In response to PAR-19-294 (Early-Stage Preclinical Validation of Therapeutic Leads for Diseases of Interest to the NIDDK), we propose to conduct preclinical validation of carbon monoxide (CO) as a therapeutic agent for treating acute kidney injury (AKI), which afflicts a large number of patients with serious and sometimes fatal consequences. Currently, there are no treatment options available other than maintenance therapy. Therefore, developing disease modifying treatment for AKI will address an important, unmet medical need. The proposed work of developing CO-based therapeutics is based on CO’s endogenous signaling roles, the availability of a large amount of literature evidence to show CO’s cyto- and organ-protective effects, our unique chemistry work to pack “CO in a pill” through innovative prodrug design for easy delivery through pharmaceutically acceptable forms, and our own extensive preliminary results in demonstrating the organ-protective effects of such CO prodrugs in animal models of kidney ischemia reperfusion injury and rhabdomyolysis injuries, liver injury, systemic inflammation, and GI inflammation such as the colon and stomach, among others. In this application, we propose to examine some key preclinical validation issues and aim to produce one or more lead compounds ready for IND-enabling work by the end of the grant period. A very important aspect is our plan to use multiple animal models including the examination in large animals such as pig to conduct the pharmacological assessment, which should give enhanced chance of success when translating into human. Specifically, we propose to pursue the following specific aims (1) design, synthesis, and assessment of CO prodrugs, (2) therapeutic validation of CO prodrug efficacy in mouse models of AKI, and (3) therapeutic validation of CO prodrugs in pig models of AKI. The proposed work will bridge the gap between our long-term goal of developing CO-based therapeutics and the need for preclinical assessments. Upon completion of the project, we will have developed and fully validated the efficacy of a series of innovative CO prodrugs that can either deliver CO systemically or selectively target the kidney and allow for renal enrichment. Further, we will also have developed a pipeline for backup candidates. Collectively, the proposed work will be a major step in developing CO-based therapeutics against AKI and other forms of organ injury.
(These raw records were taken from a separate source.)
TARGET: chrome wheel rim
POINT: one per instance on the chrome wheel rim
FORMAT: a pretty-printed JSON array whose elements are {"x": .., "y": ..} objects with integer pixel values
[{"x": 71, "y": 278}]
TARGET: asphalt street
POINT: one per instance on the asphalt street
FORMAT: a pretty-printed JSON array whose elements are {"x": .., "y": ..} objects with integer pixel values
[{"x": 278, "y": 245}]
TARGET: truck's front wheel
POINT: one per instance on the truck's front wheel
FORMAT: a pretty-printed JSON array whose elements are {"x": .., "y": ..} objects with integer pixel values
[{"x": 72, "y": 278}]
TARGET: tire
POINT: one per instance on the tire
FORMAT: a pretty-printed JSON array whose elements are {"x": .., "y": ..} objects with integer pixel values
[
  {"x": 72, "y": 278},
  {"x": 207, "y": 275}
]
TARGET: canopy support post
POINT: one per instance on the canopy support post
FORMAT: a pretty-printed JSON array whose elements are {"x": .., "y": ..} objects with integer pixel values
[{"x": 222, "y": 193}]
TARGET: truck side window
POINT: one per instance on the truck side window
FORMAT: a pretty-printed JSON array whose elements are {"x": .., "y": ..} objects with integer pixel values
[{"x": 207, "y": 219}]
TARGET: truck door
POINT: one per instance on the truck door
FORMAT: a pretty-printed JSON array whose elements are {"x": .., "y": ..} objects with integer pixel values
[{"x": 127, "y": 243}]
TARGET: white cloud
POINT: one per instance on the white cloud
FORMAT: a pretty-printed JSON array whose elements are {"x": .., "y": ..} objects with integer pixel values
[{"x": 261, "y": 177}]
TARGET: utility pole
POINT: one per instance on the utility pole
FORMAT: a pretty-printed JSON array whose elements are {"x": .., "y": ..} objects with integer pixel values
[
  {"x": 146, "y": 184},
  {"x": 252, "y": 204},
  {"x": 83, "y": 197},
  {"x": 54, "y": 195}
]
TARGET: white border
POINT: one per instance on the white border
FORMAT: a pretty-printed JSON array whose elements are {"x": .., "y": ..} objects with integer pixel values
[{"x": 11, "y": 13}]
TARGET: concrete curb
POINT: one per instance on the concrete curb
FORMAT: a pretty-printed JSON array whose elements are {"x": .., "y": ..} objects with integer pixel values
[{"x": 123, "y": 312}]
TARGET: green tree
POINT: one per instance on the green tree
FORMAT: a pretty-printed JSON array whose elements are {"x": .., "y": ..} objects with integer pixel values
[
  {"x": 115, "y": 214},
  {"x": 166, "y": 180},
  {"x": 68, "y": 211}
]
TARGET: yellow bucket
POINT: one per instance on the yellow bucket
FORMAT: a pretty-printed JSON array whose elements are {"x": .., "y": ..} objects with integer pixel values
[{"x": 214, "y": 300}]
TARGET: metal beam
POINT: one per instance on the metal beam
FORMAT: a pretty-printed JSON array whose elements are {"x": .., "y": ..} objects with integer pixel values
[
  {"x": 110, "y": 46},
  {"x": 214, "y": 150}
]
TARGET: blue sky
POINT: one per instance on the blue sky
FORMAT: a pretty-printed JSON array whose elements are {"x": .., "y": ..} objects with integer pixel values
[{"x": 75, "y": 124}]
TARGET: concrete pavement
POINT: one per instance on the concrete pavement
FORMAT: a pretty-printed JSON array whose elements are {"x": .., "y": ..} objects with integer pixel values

根据PAR-19-294（感兴趣疾病治疗药物的早期临床前验证， NIDDK），我们建议进行一氧化碳（CO）作为治疗药物的临床前验证， 治疗急性肾损伤（阿基），这使大量患者患有严重的，有时是致命的 后果目前，除了维持治疗外，没有其他治疗选择。因此，我们认为， 开发针对阿基的疾病改善治疗将解决重要的、未满足的医疗需求。拟议 开发基于CO的疗法的工作是基于CO的内源性信号传导作用， 大量的文献证据表明CO的细胞和器官保护作用，我们独特的化学工作 通过创新的前药设计将“CO包装在药丸中”，以便于通过药学上可接受的药物递送， 形式，以及我们自己在证明这种CO的器官保护作用方面的广泛初步结果 前药在肾缺血再灌注损伤和横纹肌溶解损伤，肝损伤， 全身性炎症和胃肠道炎症如结肠和胃等。在本申请中， 我们建议研究一些关键的临床前验证问题，并旨在生产一种或多种先导化合物 在资助期结束前准备好进行IND赋能工作。一个非常重要的方面是我们计划使用多个 动物模型包括在猪等大型动物中进行药理学检查 评估，这应该在转化为人类时增加成功的机会。我们特别 建议追求以下具体目标：（1）CO前药的设计、合成和评估，（2） 阿基小鼠模型中CO前药功效的治疗验证，和（3）CO前药的治疗验证 阿基猪模型中的前药。这项拟议中的工作将弥合我们的长期发展目标与发展目标之间的差距。 基于CO的治疗方法和临床前评估的必要性。项目完成后，我们将 开发并充分验证了一系列创新的CO前药的功效，这些前药可以提供CO 全身性或选择性靶向肾脏并允许肾脏富集。此外，我们还将开发 后备候选人的管道总的来说，拟议的工作将是发展基于CO的 治疗阿基和其他形式的器官损伤。